Monday, December 9, 2013

The One Where Nothing Happens

Ever feel like all you do is write, write, write and then edit, edit, edit and then meet and greet, meet and greet, meet and greet and make websites and brochures and business cards and try to develop a platform and a Facebook fan page and submit manuscripts to eight different publishers you met at a conference and THEN...


Not a peep. Not even something as simple as a smiley face or frowny face from a potential publisher.

And then the days of waiting for an email or a phone call or a letter turn into weeks and months and months. Sometimes, you may never hear anything. Sometimes, you may hear something you don't want to - but I found that even in that, at least I KNOW and that is even better than nothing.

The wait is long. It took almost exactly a year after submitting Miss Match before I heard anything from the publisher and found out later that it had gotten left in a slush pile of an editor who had since left that company. Publishers are people just like us. And just like it sometimes takes me a week of making my family eat saltines and questionable cheese before I actually make it to the grocery store, sometimes publishers get sidetracked too.

So, if you're stuck there in the waiting period, here's a few ideas to help distract you from checking your email every 92 seconds.

1) Write something else!!

By far the biggest piece of advice I could ever give you is to not write a proposal or a novel or both and then just WAIT for that to get published. Keep writing! Keep learning. Keep stretching yourself in your field. Maybe the one you're waiting on will never be published but MAYBE the one you're writing in the meantime will be.

2) Read and read and read.

Read your favorite authors. Read new authors. Read bestsellers and read brand new books from brand new authors. See what speaks to you and ask yourself why it did. See what you hate and figure out why it rubs you the wrong way. You learn to write not by being in a classroom but by reading and reading often.

3) Go do something.

Find a friend and go Christmas shopping together. People watch at Starbucks. Listen to your friends and the way they talk to you and to each other. What inflections do they use? Watch the lady on her cell phone at the grocery store.
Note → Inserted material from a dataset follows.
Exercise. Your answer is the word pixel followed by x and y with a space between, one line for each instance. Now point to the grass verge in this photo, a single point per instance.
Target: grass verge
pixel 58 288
Why is she upset? How is she portraying it - words? actions? both? Learn the nuances of people and then go home and try to bring them out in your writing. I think everyone has something weird that they do - some one special, very odd, very weird thing that they and only they do. How can your characters portray this??

4) Eat.

When all else fails and the day is long and your inbox is empty, the last piece of advice I can give to you is to just eat. Eat chocolate, eat potato chips, eat ice cream. Whatever your vice is, go for it. After all, your email will still be waiting for you when you're all done. ;)

How do you cope with the long waits from publishers?


  1. My publisher does a theological review on all books published through them, and I'm always going crazy during those three weeks of waiting! Yes, only three weeks, but I'm still biting my nails. Chocolate is a necessity. And coffee. And focusing on the wonderfulness of the book being published and how great it will be in the end. :)

  2. Or long waits for contest comments....just shorter than that year you mentioned. I hope. LOL.
    I'm being a good girl--I'm writing. And having chocolate and coffee, of course!